Based on Magnus Strengert’s discussion in his GTC video on Nsight Compute, I thought it was the case that each global load instruction from a warp generates a single request into the L1/Tex unit, and that the minimum number of sectors/req would be 4, since the Load memory access granularity is 128byte cache line and sectors are 32bytes.
However in Nsight Compute memory workload analysis, Memory Tables, I frequently see this type of info (see attached image)
which shows Sectors/Req = 1.52. Under what conditions/circumstances can the Sectors/Req < 4, and what is the explanation for how/when this could occur?
Thank you!
If all threads are predicated off then sectors/request = 0.
If 1 thread is active and predicated on then sectors/request = 1.

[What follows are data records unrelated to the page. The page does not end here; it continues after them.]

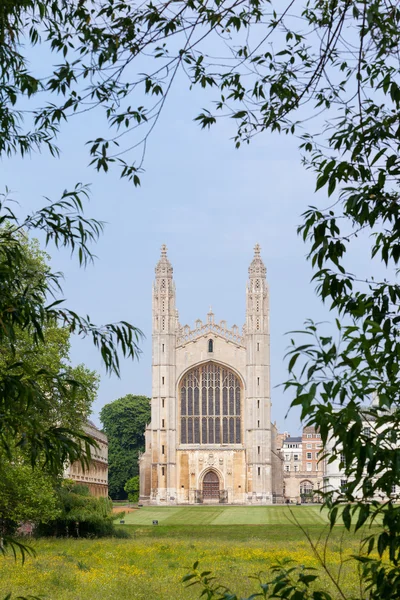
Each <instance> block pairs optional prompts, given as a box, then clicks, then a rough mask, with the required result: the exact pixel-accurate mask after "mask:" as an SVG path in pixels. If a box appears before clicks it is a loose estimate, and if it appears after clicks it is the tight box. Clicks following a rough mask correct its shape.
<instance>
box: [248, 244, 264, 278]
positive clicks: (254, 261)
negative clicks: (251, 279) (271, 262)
mask: <svg viewBox="0 0 400 600" xmlns="http://www.w3.org/2000/svg"><path fill="white" fill-rule="evenodd" d="M266 274H267V269H266V268H265V265H264V263H263V260H262V258H261V248H260V244H256V245H255V246H254V258H253V260H252V261H251V264H250V267H249V275H250V277H251V278H252V277H265V276H266Z"/></svg>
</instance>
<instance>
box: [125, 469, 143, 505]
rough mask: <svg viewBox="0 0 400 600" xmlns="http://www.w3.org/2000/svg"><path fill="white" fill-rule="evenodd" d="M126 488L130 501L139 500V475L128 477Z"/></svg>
mask: <svg viewBox="0 0 400 600" xmlns="http://www.w3.org/2000/svg"><path fill="white" fill-rule="evenodd" d="M124 490H125V492H126V493H127V494H128V500H129V502H137V501H138V500H139V491H140V480H139V475H135V477H131V478H130V479H128V481H127V482H126V484H125V485H124Z"/></svg>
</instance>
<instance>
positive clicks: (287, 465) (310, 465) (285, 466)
mask: <svg viewBox="0 0 400 600" xmlns="http://www.w3.org/2000/svg"><path fill="white" fill-rule="evenodd" d="M313 470H314V471H318V470H319V469H318V463H317V464H316V465H315V468H314V469H313V465H312V463H306V471H313ZM285 471H286V473H290V465H285ZM293 471H294V473H298V472H299V471H300V469H299V467H298V466H297V465H294V467H293Z"/></svg>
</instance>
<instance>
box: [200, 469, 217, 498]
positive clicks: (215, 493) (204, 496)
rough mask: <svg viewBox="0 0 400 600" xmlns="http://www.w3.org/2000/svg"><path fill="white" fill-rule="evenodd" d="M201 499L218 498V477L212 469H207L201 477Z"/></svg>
mask: <svg viewBox="0 0 400 600" xmlns="http://www.w3.org/2000/svg"><path fill="white" fill-rule="evenodd" d="M203 499H204V500H217V499H219V477H218V475H217V474H216V473H215V472H214V471H208V473H206V474H205V475H204V478H203Z"/></svg>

If 32 threads are active and predicated on and each thread accesses a unique 128 byte cache line then the sectors/request = 32.

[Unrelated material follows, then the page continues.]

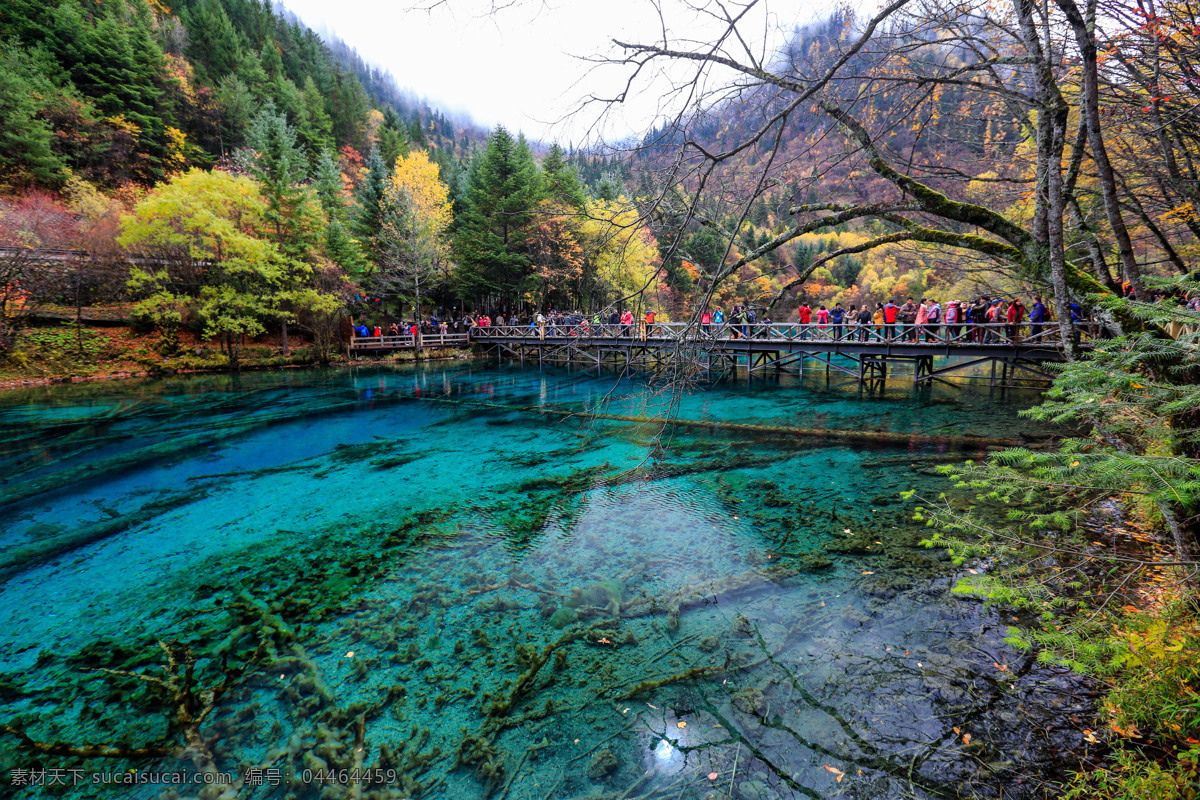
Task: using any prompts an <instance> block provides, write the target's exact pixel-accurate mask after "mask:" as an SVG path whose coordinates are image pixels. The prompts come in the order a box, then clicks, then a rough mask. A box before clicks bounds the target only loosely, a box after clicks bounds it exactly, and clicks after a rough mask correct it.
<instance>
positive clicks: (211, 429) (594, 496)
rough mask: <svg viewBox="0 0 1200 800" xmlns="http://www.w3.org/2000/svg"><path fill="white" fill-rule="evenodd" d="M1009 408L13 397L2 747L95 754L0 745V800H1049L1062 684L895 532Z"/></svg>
mask: <svg viewBox="0 0 1200 800" xmlns="http://www.w3.org/2000/svg"><path fill="white" fill-rule="evenodd" d="M1032 402H1036V397H1034V396H1028V395H1026V396H1015V397H1013V396H1009V397H997V396H994V395H990V393H989V392H988V391H986V390H982V391H980V390H974V389H971V387H952V386H944V387H940V389H935V390H926V391H924V392H914V390H912V389H911V387H910V386H908V385H906V384H898V385H896V386H893V387H890V389H889V391H888V392H887V393H884V395H871V393H863V392H860V391H858V390H857V389H854V386H853V384H852V383H845V381H839V380H838V379H836V378H835V379H834V380H833V383H832V384H827V383H826V380H824V378H823V375H822V377H817V375H812V377H810V379H808V380H806V381H804V383H796V381H793V380H792V379H788V378H785V379H782V380H781V381H775V383H766V381H760V383H754V384H749V385H748V384H745V383H728V384H721V385H716V386H710V387H696V389H694V390H691V391H689V392H686V393H683V395H682V396H678V397H676V396H673V395H671V393H670V392H664V391H660V390H658V389H656V387H654V386H647V385H646V384H644V383H642V381H640V380H636V379H628V378H626V379H623V380H622V379H618V378H616V377H613V375H607V374H599V375H598V374H596V373H590V374H587V373H578V372H575V373H571V372H566V371H560V369H548V368H547V369H539V368H536V367H533V368H529V367H526V368H521V367H516V366H504V367H497V366H494V365H490V363H480V362H463V363H450V365H445V366H443V365H432V366H426V367H407V368H383V367H378V368H366V369H340V371H308V372H283V373H253V374H245V375H240V377H229V375H222V377H188V378H182V377H181V378H170V379H158V380H144V381H131V383H126V384H106V385H73V386H59V387H49V389H38V390H30V391H23V392H11V393H8V395H5V396H0V432H2V443H4V444H2V447H0V481H2V483H0V487H2V488H0V492H2V505H0V542H2V547H0V581H2V583H0V723H5V724H10V726H12V727H13V728H16V729H18V730H20V732H22V733H23V734H24V735H26V736H28V738H29V739H30V740H34V741H38V742H62V744H64V745H71V746H76V747H82V746H85V745H102V746H104V747H109V748H112V752H109V753H108V756H110V757H104V758H85V757H82V756H79V754H70V753H66V751H65V750H60V751H58V754H53V753H52V754H46V753H36V752H34V751H32V750H30V748H29V747H28V746H25V745H24V744H23V742H22V740H20V739H19V738H18V736H17V735H5V736H2V738H0V770H2V776H0V780H4V781H5V782H6V783H10V787H6V789H7V792H6V793H4V796H14V798H41V796H62V798H218V796H224V798H234V796H240V798H253V799H258V798H264V799H265V798H280V799H282V798H296V799H298V800H299V799H304V798H454V799H458V798H462V799H475V798H506V799H509V800H524V799H529V800H542V799H547V800H548V799H553V798H563V799H572V800H574V799H580V800H582V799H584V798H587V799H593V800H595V799H599V798H610V799H612V800H617V799H618V798H619V799H624V800H629V799H632V798H640V799H644V798H690V799H697V800H698V799H704V800H720V799H721V798H731V799H733V798H736V799H746V800H766V799H767V798H827V796H847V798H910V796H912V798H942V796H953V798H958V796H989V798H990V796H1004V798H1019V796H1037V795H1038V792H1039V789H1038V788H1037V787H1039V786H1040V784H1042V782H1043V781H1045V780H1048V778H1052V777H1055V775H1056V774H1057V771H1058V770H1060V769H1061V760H1060V759H1061V758H1062V751H1066V750H1069V747H1070V744H1072V741H1074V739H1073V736H1075V733H1074V732H1073V729H1072V726H1070V723H1069V722H1067V717H1069V715H1070V714H1072V712H1075V711H1081V710H1082V706H1081V705H1079V703H1080V702H1079V700H1078V699H1076V698H1073V697H1072V696H1070V693H1069V692H1070V690H1072V686H1073V682H1072V681H1073V679H1072V676H1070V675H1067V674H1062V673H1058V672H1054V670H1049V669H1046V668H1044V667H1040V666H1038V664H1036V663H1034V662H1033V661H1032V660H1031V658H1030V657H1028V656H1026V655H1024V654H1019V652H1016V651H1014V650H1013V649H1010V648H1009V646H1008V645H1006V644H1004V643H1003V640H1002V639H1003V637H1004V634H1006V626H1007V624H1008V622H1009V621H1010V620H1008V619H1002V618H1001V615H1000V613H998V612H996V610H995V609H990V608H986V607H984V606H983V604H980V603H978V602H976V601H972V600H964V599H960V597H956V596H954V595H952V594H950V589H952V587H953V585H954V583H955V582H956V579H958V578H959V577H961V575H962V569H961V567H953V566H952V565H950V563H949V557H948V555H947V554H946V553H943V552H941V551H937V549H928V548H925V547H922V546H920V545H919V541H920V539H922V537H923V535H924V530H925V529H924V528H922V527H920V525H919V524H918V523H914V522H912V519H911V517H912V513H913V505H914V504H916V503H918V501H917V500H916V499H913V500H902V499H901V498H900V493H901V492H904V491H907V489H916V491H917V492H918V495H924V497H926V498H930V497H937V494H938V493H941V492H944V491H947V489H948V488H949V483H948V482H947V481H946V480H944V479H943V477H941V476H937V475H934V474H932V467H934V465H936V464H941V463H947V462H950V461H954V459H955V458H959V459H961V458H970V457H980V456H982V455H983V452H980V451H979V449H978V447H979V446H978V445H973V447H974V450H971V449H968V450H967V451H961V450H959V449H958V446H959V444H958V439H956V438H958V437H961V435H972V437H1015V435H1018V434H1019V433H1024V432H1032V433H1037V431H1036V429H1034V427H1033V425H1032V423H1031V422H1028V421H1026V420H1022V419H1019V417H1018V416H1016V410H1018V409H1019V408H1021V407H1022V405H1027V404H1030V403H1032ZM672 407H673V413H674V414H677V415H678V417H679V419H682V420H688V421H692V422H696V423H697V425H691V426H686V427H684V426H679V427H671V428H667V429H664V428H662V426H661V425H659V423H637V422H630V421H625V420H605V419H590V417H587V416H584V415H583V413H586V411H588V410H594V409H599V410H601V411H604V413H605V414H607V415H614V416H637V417H650V416H659V415H661V414H665V413H667V411H668V410H672ZM708 422H712V423H721V422H725V423H731V422H732V423H751V425H762V426H770V428H774V429H767V428H764V429H762V431H749V429H736V431H730V429H721V427H720V425H712V426H710V425H704V423H708ZM779 428H823V429H834V431H848V432H864V431H865V432H874V431H880V432H898V433H904V434H910V435H911V437H912V438H911V439H907V440H904V441H900V443H896V441H892V443H888V444H878V445H865V444H847V443H846V441H845V440H842V439H836V438H834V439H821V438H812V437H797V435H791V434H790V433H787V432H786V431H780V429H779ZM188 675H190V676H188ZM133 748H149V750H146V751H144V752H139V753H132V752H128V751H131V750H133ZM160 751H162V752H160ZM71 770H74V771H71ZM29 771H32V772H34V774H36V775H30V772H29ZM130 774H134V775H138V776H140V777H142V780H143V781H146V780H149V776H150V775H151V774H163V775H166V776H168V777H170V776H174V777H172V780H176V781H178V780H187V781H199V782H200V783H192V784H188V786H162V784H152V783H148V782H143V783H139V784H130V783H125V782H126V781H132V780H134V778H130V777H126V776H127V775H130ZM38 775H40V777H38ZM47 776H52V777H56V778H59V781H58V782H55V784H54V786H49V784H48V781H49V778H48V777H47ZM179 776H182V777H179ZM205 776H208V777H206V778H205ZM220 776H230V777H232V778H236V782H235V783H234V784H233V786H228V787H223V788H215V787H206V788H205V787H204V786H203V781H205V780H209V781H214V780H218V778H220ZM35 780H40V781H41V782H40V783H35V784H23V783H22V782H25V783H34V782H35ZM118 780H120V781H122V783H115V782H114V781H118Z"/></svg>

The L1 and L2 cache line size is 128 bytes compromised of 4 x 32B sectors. This does not have an impact on the sectors/request. The L1 tag stage can resolve 4 sets x 4 sectors per cycle.

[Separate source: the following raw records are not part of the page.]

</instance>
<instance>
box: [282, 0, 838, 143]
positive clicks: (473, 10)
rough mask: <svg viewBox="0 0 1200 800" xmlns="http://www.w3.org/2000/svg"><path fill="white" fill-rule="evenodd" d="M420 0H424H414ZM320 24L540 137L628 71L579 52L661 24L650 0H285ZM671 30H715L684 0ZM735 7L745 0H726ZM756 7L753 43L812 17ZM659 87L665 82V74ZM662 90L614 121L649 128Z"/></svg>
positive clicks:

Thanks Greg! To check my understanding, let me throw out a few more cases and see if they are correct:
Assume
case 1: 8 threads out of 32 (in warp) are predicated on/active (are these equivalent/identical?)
then
case 1a: all 8 active threads request addresses within a 32byte sector (within a single cache line) = 1 sector/req
case 1b: all 8 active threads request addresses within 4x 32byte sectors (within a single cache line) = 4 sector/req
case 2: 32 threads active, all threads request same address = 1 sector/req?
Additional clarifications:
a. For a given single warp, the value of sectors/req will always be integer between 0 and 32?
b. So, to end up with fractional sectors/req (as seen in NCU), requires averaging over multiple warps?
E.g. only 2 warps, with warp 1 has 1 sec/req, warp 2 has 2 sec/req, then we see 1.5 sec/req in NCU?
c. Per your comment “The L1 tag stage can resolve 4 sets x 4 sectors per cycle” - is this because of the 4 SP / SM, one set per SP? (BTW to be clear… what is a ‘set’ here?)
Yes, you have a correct understanding. There may be edge cases and slight differences per architecture based upon (a) maximum threads supported by LSU per wavefront (tag stage) and (b) vector data types.
A thread is active if the thread is marked active in the active mask. A thread may be marked exited if it executes EXIT (or was not launched) and it may be marked inactive on a divergent branch.
A thread’s predicated on/off status is per instruction and is defined by the instruction predicate guard. Some instructions support a second predicated. Older architecture (e.g. Kepler) support condition codes that can also result in disablement for the instruction.
At least 1 thread has to be active in a warp for an instruction to be scheduled. If all active threads are predicated off then the instruction has no side effect on the register file or memory; however, the instruction may still have to fully go through the pipeline so that the instruction can resolve dependencies in the correct order.
Additional clarifications:
a. For a given single warp, the value of sectors/req will always be integer between 0 and 32?
For LSU instructions the range should be 0-32.
b. So, to end up with fractional sectors/req (as seen in NCU), requires averaging over multiple warps?
Fractional sectors/req require average over multiple warp requests (instructions). The instructions can be issued from the same warp or different warps.
E.g. only 2 warps, with warp 1 has 1 sec/req, warp 2 has 2 sec/req, then we see 1.5 sec/req in NCU?
Correct.
c. Per your comment “The L1 tag stage can resolve 4 sets x 4 sectors per cycle” - is this because of the 4 SP / SM, one set per SP? (BTW to be clear… what is a ‘set’ here?)
No. A cache set refers to a group of cache lines within a cache where a specific memory address can potentially be stored. The ability to resolve 4 sets allows for improved handling of warps with address divergence.